The Sea of Certifications:
© National Lilac Publishing, LLC by Barbara Berst Adams
From grassroots movements to government agencies, many eco-friendly farming certification options are available today. They include Bee Better Certified, Salmon-Safe, Animal Welfare Approved, Climate Beneficial™, Certified Naturally Grown, USDA Organic, Certified Wildlife Habitat®, Non-GMO Project Verified and many others including the proposal of a new regenerative agriculture label that highlights carbon farming. Farmers can gain knowledge from certifying agents, and farms with certifications can attract customers and also help spread consumer awareness through seeing such labels on their products.
Even so, a single farm could be overwhelmed
(if not overrun) by pursuing every conceivable type of certification
that supports the welfare of the planet. Even if a farm’s compliance is
already mostly in place for one or more certifications, fees and time
spent on paperwork do add up.
To help narrow it down, consider the following questions:
- Which ones mean the most to your customers? The growing number of possible certifications can backfire and confuse consumers as words such as natural, sustainable, organic, regenerative and so forth go up and down in popularity and seem to change definition every so often, with new buzzwords arriving faster and faster. Which certifications would your specific customers relate to? If you never see your end customers and sell wholesale to distributors who only deal with USDA Organic certified products, the USDA certification is the obvious choice.
But if you have even a minimal online presence where end-customers might research your farm before purchasing your products in stores, perhaps there are other certifications that would appeal to them.
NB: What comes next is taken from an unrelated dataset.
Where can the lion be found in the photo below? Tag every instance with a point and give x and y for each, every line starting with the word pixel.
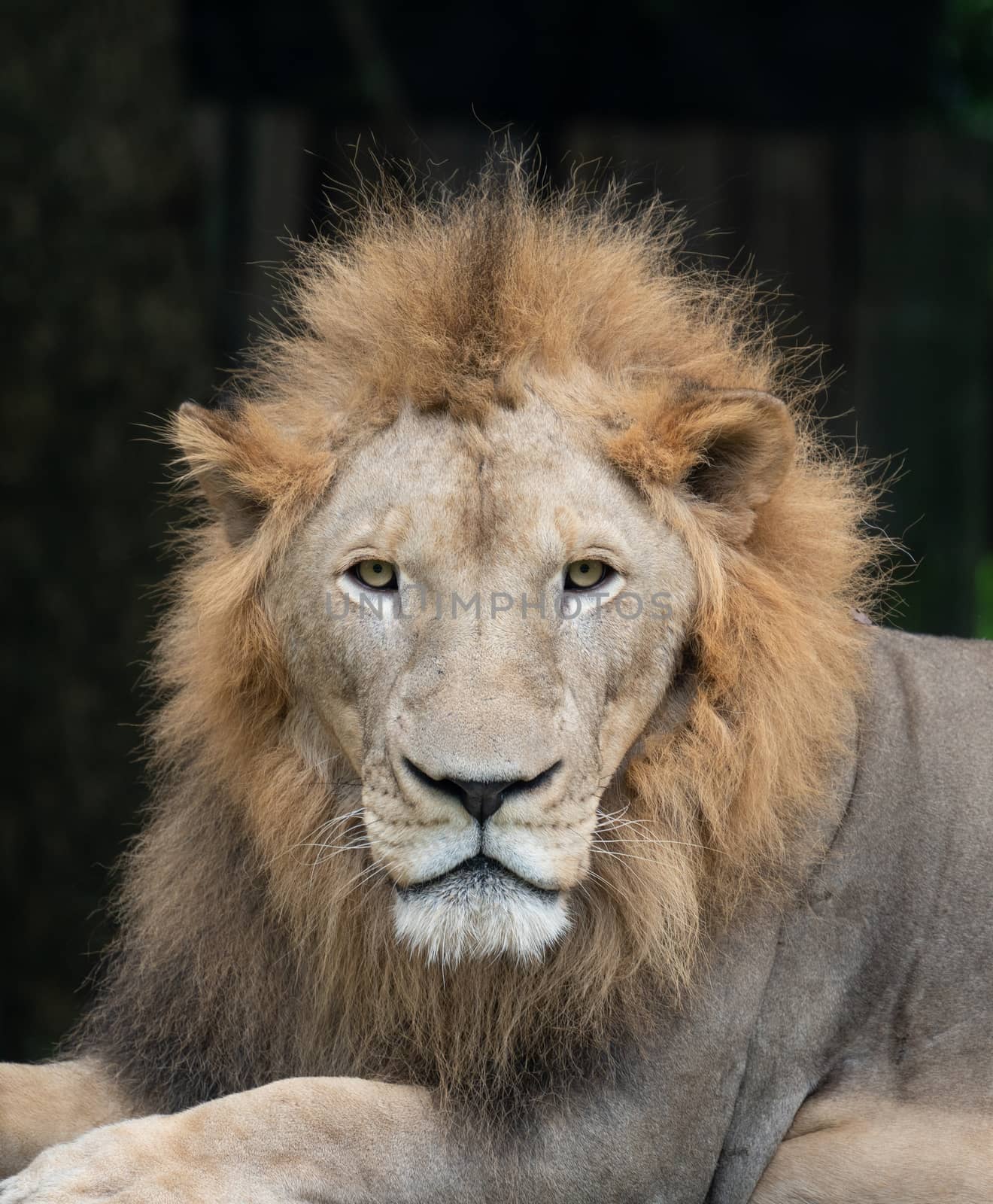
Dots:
pixel 536 816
If you know your products are distributed regionally, for example, perhaps customers would relate most to a regional certification near them like Certified Pollinator Habitat from Monarchs Across Georgia, or Salmon-Safe if you market to coastal communities. Or, would a certification for your specific crop be helpful? The SERF (Socially and Environmentally Responsible Farm) certification is for Christmas tree growers who protect biodiversity, waterways, fish and wildlife habitat, and improve their soils. Also, it stands for providing a safe environment for workers and for the farmers involving themselves in the local community to support its economy, its environment protection and environment education.
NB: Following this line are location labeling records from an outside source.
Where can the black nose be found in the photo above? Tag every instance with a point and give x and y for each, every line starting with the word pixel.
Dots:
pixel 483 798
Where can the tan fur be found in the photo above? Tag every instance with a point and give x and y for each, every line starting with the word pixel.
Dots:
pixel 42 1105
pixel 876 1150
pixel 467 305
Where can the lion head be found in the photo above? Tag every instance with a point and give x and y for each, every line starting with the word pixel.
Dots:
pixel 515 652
Conversely, if you sell mostly direct to your customers and they’re allowed to visit the farm, certain pollinator and salmon safe practices you already use can, if you choose, be shown directly to your customers through farm newsletters and farm visits without certification.
- Which ones mean the most to you? Making farms beyond humane for animals? Supporting wild pollinators? Carbon farming? Honeybee protection, for example, may especially be a passion for you, and certification connects you with others of like mind and contributes to the certification agency.
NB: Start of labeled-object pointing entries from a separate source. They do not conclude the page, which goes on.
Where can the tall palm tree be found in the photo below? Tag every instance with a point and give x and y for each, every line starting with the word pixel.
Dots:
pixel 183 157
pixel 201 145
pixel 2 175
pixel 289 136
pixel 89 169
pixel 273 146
- Which ones are you already qualified for where you wouldn’t have to re-arrange your operation to receive certification? Redwood Hill Farm & Creamery of California now uses the Certified Humane Raised and Handled® label, which helps put their customers’ minds at ease regarding the issues of inhumane farm animal treatment. But before they had it, and looked into its requirements, they realized they were already in compliance, and had been for decades.
- Without adding more certifications, perhaps you can expand your customers’ understanding of the eco-benefits of whatever certification(s) you already have in place. If you use the National Organic Program label, for example, the Wild Farm Alliance works to make sure biodiversity conservation is part of this program. But not all customers are aware of that and might like to know you’re not simply avoiding chemicals on your farm by complying to this label, but are contributing to the regeneration of our natural resources in other ways. As mentioned in the main article to the left, Wild Farm Alliance offers a free PDF entitled Biodiversity Conservation: An Organic Farmer's and Certifier's Guide which clarifies and offers practical information on the USDA’s National Organic Program’s guidelines on natural resources and biodiversity conservation. It might be perused to help your farm customers understand how valuable you, their USDA Organic farmer, is to the eco-system. Access to the PDF can be found on the Wild Farm Alliance website.